SAO PAULO, Nov 4 (Reuters) - State-run oil company Petrobras could receive as much as $20 billion from the Brazilian government in compensation for a fall in oil prices since an oil-for-stock swap in 2010, newspaper Folha de S. Paulo said on Friday.
No decision has yet been made, Petrobras said in a securities filing, adding that the amount to be paid will be determined by independent experts hired by the company and the government regulatory agency ANP.
Preferred shares of Petroleo Brasileiro SA, as the world's most indebted oil company is formally known, were up 1.7 percent. Its five-year CDS, a gauge of credit risk, fell 0.7 percent.
Petrobras received exploration rights to 5 billion barrels of oil and gas in the Santos basin in 2010 as part of a $70 billion share offering, the world's largest-ever at that time.
Terms of the sale included a renegotiation after five years, during which time Brent crude prices tumbled from above $100 a barrel to $57 at the end of 2014.

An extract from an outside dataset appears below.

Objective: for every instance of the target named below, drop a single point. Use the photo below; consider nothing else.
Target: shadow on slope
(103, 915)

Petrobras and the government expect to conclude the renegotiation by the end of this year, Folha said, citing unidentified sources.
"This would be good news," wrote Aaron Holsberg, head of Latin American credit research at Santander. He expects the government to pay Petrobras with additional oil reserves instead of cash, given the country's record budget shortfall.

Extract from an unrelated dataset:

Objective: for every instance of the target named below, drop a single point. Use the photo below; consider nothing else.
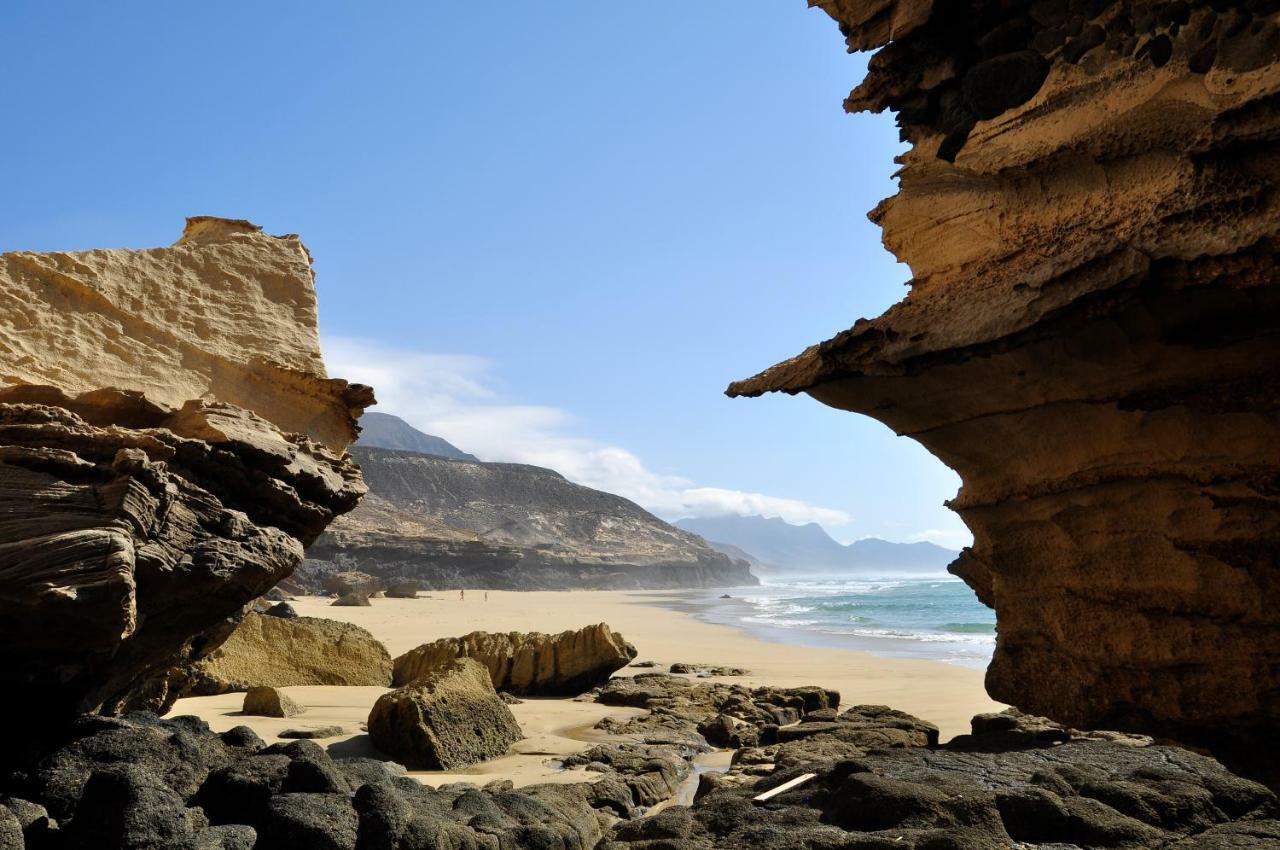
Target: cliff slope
(1089, 210)
(451, 522)
(383, 430)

"Petrobras could partly monetize the reserves as part of its asset divestment effort," Holsberg said in a note to clients.
One government condition is that Petrobras use part of the money it receives to pay overdue taxes, Folha said.

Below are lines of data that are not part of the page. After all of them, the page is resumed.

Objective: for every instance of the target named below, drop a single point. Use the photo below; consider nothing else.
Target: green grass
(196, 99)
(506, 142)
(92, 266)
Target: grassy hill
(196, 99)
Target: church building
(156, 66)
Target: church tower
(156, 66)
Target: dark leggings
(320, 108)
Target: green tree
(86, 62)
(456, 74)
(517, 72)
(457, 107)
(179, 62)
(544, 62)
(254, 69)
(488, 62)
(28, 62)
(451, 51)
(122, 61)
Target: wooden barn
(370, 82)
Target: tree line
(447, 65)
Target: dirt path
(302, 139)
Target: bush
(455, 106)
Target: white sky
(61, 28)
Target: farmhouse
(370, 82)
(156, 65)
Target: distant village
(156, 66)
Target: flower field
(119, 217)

The Finance Ministry declined to comment on the report.
Many analysts had been concerned that Petrobras would have to pay the government billions of dollars to hang on to the rights, located in Brazil's offshore subsalt region where vast deposits of oil and gas lie beneath a layer of salt.
However, Petrobras Chief Executive Pedro Parente told Reuters in late September he believed the government would end up owing Petrobras instead.